English highwaymen tended not to point their pistols directly, nor did they fleece their victims dry. They left a mark with enough money to complete his journey, and they often returned sentimental possessions to their victims. In 1708, Jack Ovet took politeness too far when he fell in love with the young woman he had robbed aboard the Worcester stagecoach.
“Madam, your charms have softened my temper,” Ovet said to her. “Cast not your eyes down, nor cover your face with those modest blushes; and believe me, what I have taken from necessity is only borrowed, and shall be honourably restored, if you will let me know where you may be found.”
His temper may have softened, but it didn’t end well for Ovet. The thirty-two-year-old swung for his crimes later that year.
The highwaymen of France, Spain, and Germany had a reputation for being coarse and cold-blooded. But even the English gentleman thief lost his temper if his demands went unmet. In Highwaymen, Christopher Hibbert shares some of the surprisingly vile lines spouted by spurned road robbers: “God damn you, you double-refined son of whores!” and “You sodomitical sons of bitches.” Those insults flew at men, but a bristling highwayman hardly eased up for the ladies, as evidenced by unpleasant remarks such as “You strumpetting whore’s abortion.”
Most highway robberies took place in or around London due to the ample opportunities for shelter within the city’s passageways. Escape often lay just through the next street. As Fielding noted, “The whole appears as a vast wood or forest, in which a thief may harbour with as great security, as wilds beasts do in the deserts of Africa or Arabia.”
The wretched roads only aided the highwayman’s cause.
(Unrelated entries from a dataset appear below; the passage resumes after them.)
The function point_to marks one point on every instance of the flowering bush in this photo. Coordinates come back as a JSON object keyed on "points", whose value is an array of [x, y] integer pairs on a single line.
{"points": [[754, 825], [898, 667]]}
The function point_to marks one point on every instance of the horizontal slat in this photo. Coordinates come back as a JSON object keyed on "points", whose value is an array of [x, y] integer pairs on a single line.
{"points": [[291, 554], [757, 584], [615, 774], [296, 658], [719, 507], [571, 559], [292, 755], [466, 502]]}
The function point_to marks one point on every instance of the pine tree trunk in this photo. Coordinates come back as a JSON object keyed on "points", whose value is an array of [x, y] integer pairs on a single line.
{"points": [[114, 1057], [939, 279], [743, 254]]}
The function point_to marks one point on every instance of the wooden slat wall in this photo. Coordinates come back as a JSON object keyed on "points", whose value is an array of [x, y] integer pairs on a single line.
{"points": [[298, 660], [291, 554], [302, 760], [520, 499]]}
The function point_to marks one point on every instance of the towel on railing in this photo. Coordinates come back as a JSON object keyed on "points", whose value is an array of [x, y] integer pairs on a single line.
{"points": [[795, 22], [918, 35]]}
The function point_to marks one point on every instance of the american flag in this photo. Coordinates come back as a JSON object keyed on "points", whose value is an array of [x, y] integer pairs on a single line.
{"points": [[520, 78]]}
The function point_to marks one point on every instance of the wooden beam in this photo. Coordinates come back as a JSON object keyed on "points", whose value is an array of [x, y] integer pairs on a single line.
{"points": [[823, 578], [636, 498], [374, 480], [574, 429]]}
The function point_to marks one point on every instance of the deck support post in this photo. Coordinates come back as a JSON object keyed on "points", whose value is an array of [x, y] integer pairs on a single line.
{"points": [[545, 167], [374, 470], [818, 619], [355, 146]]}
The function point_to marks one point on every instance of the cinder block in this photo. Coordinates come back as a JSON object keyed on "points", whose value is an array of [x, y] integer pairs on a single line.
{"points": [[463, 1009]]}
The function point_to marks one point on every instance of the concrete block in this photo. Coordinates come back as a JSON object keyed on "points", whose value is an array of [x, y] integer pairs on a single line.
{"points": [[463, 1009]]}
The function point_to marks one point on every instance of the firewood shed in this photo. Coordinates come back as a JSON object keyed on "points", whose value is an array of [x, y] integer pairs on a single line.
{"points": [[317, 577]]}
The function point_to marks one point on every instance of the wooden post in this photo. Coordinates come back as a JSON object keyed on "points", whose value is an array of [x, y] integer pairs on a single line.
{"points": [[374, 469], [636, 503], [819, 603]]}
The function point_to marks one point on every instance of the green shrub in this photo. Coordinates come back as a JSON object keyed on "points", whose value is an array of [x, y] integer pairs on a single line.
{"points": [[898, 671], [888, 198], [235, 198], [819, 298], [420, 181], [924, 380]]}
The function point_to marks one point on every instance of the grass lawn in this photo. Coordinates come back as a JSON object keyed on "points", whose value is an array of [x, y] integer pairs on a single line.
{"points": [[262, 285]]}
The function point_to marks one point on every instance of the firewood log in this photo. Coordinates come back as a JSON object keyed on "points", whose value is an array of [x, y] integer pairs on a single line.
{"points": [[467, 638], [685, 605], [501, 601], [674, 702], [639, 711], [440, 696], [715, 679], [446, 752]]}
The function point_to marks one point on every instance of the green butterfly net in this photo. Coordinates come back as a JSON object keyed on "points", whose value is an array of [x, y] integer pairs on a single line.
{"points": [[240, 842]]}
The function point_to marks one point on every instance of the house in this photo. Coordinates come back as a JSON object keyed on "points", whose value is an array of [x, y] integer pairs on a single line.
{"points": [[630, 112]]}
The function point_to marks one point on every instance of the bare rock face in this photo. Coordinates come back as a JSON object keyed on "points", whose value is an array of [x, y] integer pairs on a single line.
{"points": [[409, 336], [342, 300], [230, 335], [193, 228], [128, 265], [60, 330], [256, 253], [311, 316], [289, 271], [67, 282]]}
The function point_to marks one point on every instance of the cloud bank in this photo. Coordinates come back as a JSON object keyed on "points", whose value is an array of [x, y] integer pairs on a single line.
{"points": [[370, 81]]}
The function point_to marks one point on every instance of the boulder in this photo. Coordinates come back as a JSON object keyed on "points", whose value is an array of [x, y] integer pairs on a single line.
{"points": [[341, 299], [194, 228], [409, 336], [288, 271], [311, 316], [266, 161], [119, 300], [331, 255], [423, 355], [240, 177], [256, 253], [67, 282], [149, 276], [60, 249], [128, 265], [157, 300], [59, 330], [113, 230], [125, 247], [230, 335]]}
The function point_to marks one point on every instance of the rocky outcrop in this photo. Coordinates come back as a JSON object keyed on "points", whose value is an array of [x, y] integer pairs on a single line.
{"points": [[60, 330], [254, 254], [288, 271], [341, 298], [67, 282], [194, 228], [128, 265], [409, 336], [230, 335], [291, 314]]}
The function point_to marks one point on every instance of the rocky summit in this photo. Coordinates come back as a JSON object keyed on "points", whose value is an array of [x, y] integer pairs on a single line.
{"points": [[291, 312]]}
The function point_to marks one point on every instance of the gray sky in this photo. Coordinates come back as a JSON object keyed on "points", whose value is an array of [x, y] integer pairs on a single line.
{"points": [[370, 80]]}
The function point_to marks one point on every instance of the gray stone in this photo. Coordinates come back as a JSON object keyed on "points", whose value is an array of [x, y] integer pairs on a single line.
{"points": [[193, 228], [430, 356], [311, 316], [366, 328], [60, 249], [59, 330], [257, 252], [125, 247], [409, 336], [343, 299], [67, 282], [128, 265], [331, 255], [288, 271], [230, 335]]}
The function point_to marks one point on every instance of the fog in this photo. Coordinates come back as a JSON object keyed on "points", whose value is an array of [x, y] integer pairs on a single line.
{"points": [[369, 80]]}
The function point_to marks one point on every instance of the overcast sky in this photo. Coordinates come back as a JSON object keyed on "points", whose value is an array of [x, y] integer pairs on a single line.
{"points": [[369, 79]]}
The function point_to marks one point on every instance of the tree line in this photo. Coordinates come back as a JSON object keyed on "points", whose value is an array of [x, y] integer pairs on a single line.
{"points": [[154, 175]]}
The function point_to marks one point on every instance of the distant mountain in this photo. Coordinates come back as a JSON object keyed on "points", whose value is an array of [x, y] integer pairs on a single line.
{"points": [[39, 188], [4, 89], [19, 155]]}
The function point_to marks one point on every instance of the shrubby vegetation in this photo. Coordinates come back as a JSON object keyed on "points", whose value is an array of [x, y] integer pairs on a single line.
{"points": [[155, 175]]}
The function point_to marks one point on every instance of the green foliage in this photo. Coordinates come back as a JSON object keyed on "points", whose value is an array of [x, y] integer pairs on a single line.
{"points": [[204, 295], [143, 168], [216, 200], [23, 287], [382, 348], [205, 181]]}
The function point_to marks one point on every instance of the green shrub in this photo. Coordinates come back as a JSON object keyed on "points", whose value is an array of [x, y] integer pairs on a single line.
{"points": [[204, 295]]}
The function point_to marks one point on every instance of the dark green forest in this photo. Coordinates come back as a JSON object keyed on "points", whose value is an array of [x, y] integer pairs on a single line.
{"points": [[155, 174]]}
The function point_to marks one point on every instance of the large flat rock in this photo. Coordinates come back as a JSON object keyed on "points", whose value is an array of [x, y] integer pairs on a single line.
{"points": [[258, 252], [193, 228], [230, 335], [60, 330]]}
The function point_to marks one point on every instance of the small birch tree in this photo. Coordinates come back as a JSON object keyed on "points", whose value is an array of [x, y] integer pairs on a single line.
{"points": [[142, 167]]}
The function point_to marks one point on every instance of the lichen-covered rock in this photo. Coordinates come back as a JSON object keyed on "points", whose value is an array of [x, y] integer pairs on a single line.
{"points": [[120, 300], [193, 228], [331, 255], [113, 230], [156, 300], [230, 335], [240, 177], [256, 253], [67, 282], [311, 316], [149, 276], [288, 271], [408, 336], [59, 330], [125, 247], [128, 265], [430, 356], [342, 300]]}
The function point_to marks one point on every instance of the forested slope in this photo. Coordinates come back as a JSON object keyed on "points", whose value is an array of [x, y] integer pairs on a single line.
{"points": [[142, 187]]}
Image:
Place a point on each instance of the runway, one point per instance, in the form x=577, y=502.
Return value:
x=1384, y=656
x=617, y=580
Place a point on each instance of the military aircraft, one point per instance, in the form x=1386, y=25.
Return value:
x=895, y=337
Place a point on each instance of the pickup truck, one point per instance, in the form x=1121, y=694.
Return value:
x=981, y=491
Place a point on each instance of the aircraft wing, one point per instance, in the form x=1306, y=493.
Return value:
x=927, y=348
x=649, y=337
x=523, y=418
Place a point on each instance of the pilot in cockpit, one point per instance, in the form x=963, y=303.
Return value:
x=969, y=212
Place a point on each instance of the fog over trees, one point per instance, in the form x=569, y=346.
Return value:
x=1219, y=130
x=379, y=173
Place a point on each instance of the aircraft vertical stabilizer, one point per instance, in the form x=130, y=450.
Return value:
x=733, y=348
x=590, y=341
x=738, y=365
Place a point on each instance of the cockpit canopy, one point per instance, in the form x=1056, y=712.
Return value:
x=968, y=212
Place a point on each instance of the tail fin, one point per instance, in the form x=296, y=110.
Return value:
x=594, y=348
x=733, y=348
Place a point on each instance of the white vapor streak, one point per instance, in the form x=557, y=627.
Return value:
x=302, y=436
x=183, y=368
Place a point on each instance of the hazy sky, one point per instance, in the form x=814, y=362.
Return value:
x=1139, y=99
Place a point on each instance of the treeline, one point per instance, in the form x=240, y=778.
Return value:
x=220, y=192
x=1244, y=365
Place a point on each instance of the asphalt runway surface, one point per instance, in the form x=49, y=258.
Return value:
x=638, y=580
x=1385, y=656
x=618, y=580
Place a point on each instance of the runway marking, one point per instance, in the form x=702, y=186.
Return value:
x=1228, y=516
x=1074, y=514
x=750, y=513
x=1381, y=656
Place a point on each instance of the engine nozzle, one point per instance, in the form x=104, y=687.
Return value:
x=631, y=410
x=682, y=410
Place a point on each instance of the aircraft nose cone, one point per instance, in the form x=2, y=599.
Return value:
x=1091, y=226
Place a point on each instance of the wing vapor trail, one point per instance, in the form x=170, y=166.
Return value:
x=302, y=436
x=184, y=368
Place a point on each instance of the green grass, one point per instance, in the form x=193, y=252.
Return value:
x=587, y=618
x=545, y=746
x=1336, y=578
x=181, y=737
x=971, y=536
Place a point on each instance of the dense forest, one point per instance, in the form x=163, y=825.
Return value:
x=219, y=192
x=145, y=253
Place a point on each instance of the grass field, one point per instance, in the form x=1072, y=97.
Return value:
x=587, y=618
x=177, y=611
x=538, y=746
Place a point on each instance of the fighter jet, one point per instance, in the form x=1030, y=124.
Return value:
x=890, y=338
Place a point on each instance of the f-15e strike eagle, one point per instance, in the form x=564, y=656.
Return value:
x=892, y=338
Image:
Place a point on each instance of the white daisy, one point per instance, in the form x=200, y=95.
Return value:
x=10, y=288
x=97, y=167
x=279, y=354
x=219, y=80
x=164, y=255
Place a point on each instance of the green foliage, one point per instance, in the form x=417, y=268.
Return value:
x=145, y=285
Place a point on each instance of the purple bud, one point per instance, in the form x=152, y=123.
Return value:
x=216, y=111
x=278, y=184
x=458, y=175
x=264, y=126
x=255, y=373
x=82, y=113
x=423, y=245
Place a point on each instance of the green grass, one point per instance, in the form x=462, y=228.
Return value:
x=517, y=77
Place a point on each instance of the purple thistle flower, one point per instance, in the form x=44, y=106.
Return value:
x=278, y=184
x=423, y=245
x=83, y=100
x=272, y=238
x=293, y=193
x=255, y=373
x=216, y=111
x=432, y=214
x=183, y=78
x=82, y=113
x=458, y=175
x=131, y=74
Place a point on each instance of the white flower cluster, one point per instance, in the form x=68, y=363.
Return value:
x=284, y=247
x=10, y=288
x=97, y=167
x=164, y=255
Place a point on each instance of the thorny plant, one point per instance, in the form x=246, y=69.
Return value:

Coaches often got stuck, broke down, or lost a horse, leaving many immobilized on the roadway with highwaymen circling like vultures. It was hopeless for a stagecoach to try to outrun a man on horseback, either to escape or apprehend him. But sometimes a highwayman made the transaction simpler. If a thief spotted someone packing bags in the city, he might leave a note offering safe passage for a price: a few guineas, perchance a watch. A bribe perhaps, or, if you like, a financial passport or turnpike fee. A traveler was advised to have money in hand or be “knocked on the head for his poverty,” as one letter writer put it at the time.
Once their ventures were complete, highwaymen could kick back at an assortment of taverns or similar businesses in and around London that acted as safe houses. There they mingled with their own or were met with indifference. The Blue Lion, the Bull and Pen, and the Dog and Duck all served as thieves’ dens. But highwaymen hardly monopolized the crime scene. The city abounded with footpads, pickpockets, housebreakers, prostitutes, and Mohocks.
Footpads elicited more fear than any of the others. They didn’t ask or show politeness of any kind like their counterparts on horseback. They took what they wanted through force. Because they toiled on foot and a quick getaway wasn’t always possible, they were quick to kill potential witnesses. An outcry could put a damper on their plans. If they had to murder or maim an onlooker, so be it. Footpads often joined forces to work in pairs or gangs. They plied their trade within the city, on the lookout for well-dressed denizens in dark or isolated pockets of town. One threatened the mark with a pistol to the throat while his partner relieved the victim of his valuables.